Keputusan tersebut dilakukan sesuai dengan keinginannya semasa hidup untuk tetap memberikan manfaat bagi sesama, bahkan setelah ia tiada.

Saudara perempuannya mengungkapkan dalam pernyataan resmi bahwa keputusan Baek mendonorkan organ bukan hal yang mengejutkan bagi keluarganya.

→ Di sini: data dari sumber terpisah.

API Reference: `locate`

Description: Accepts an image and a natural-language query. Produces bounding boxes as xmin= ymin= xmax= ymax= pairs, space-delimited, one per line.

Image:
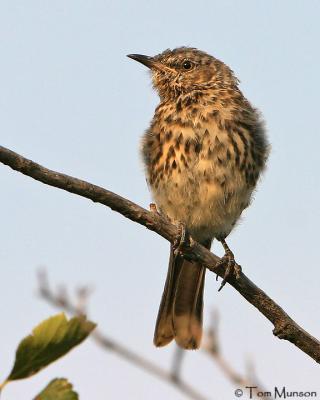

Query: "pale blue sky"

xmin=0 ymin=0 xmax=320 ymax=400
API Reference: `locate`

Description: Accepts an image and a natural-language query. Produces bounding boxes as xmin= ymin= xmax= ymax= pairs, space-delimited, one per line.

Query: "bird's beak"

xmin=127 ymin=54 xmax=156 ymax=68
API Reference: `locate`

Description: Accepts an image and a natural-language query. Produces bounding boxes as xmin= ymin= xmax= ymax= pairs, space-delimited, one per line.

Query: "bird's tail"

xmin=153 ymin=243 xmax=211 ymax=349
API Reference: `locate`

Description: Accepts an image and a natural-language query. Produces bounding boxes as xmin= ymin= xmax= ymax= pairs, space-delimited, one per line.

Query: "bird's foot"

xmin=216 ymin=240 xmax=241 ymax=292
xmin=149 ymin=203 xmax=160 ymax=214
xmin=172 ymin=222 xmax=190 ymax=256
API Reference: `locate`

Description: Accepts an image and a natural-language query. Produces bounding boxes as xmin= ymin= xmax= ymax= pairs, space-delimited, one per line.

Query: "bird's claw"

xmin=216 ymin=250 xmax=241 ymax=292
xmin=172 ymin=223 xmax=190 ymax=256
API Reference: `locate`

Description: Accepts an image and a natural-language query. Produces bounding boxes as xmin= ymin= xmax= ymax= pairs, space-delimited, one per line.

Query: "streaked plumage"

xmin=130 ymin=47 xmax=268 ymax=348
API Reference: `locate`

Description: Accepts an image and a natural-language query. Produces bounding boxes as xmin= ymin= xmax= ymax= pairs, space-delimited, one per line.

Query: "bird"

xmin=128 ymin=47 xmax=270 ymax=349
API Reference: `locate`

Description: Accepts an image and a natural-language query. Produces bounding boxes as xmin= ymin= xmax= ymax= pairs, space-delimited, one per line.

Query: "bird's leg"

xmin=172 ymin=222 xmax=190 ymax=256
xmin=149 ymin=203 xmax=160 ymax=214
xmin=216 ymin=239 xmax=241 ymax=292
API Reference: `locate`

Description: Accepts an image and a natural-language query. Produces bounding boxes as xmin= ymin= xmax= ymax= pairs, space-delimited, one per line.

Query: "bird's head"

xmin=128 ymin=47 xmax=238 ymax=100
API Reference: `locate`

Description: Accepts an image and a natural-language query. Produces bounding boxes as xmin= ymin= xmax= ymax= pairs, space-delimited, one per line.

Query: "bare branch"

xmin=0 ymin=146 xmax=320 ymax=363
xmin=38 ymin=270 xmax=208 ymax=400
xmin=202 ymin=310 xmax=273 ymax=400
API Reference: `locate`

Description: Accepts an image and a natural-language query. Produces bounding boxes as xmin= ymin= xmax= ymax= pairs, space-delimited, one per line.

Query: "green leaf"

xmin=34 ymin=378 xmax=79 ymax=400
xmin=4 ymin=313 xmax=96 ymax=383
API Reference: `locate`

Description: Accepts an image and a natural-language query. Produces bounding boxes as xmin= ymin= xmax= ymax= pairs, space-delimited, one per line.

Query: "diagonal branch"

xmin=38 ymin=271 xmax=208 ymax=400
xmin=0 ymin=146 xmax=320 ymax=363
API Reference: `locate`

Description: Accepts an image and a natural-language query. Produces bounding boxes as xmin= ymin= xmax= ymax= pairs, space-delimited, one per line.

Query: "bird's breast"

xmin=142 ymin=106 xmax=264 ymax=240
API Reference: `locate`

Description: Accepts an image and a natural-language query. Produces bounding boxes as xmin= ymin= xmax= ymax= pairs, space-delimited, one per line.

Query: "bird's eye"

xmin=182 ymin=60 xmax=193 ymax=71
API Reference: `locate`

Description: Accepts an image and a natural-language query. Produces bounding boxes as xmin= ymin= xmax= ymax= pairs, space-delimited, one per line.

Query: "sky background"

xmin=0 ymin=0 xmax=320 ymax=400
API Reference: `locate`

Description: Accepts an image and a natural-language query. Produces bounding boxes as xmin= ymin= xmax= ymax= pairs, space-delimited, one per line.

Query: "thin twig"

“Dia selalu ingin menulis, berbagi isi hatinya dengan orang lain, dan menumbuhkan harapan. Ia adalah pribadi lembut yang tidak mampu menyimpan kebencian. Saya percaya, kini ia bisa beristirahat dengan damai setelah memberi kehidupan bagi orang lain,” ujar sang adik, dikutip dari The Korea Herald.

Kabar meninggalnya Baek Se Hee menyentuh hati banyak penggemarnya di seluruh dunia. Bukan hanya karena karyanya yang memotret pergulatan batin dan depresi secara jujur, tetapi juga karena tindakannya yang mencerminkan nilai kemanusiaan tinggi.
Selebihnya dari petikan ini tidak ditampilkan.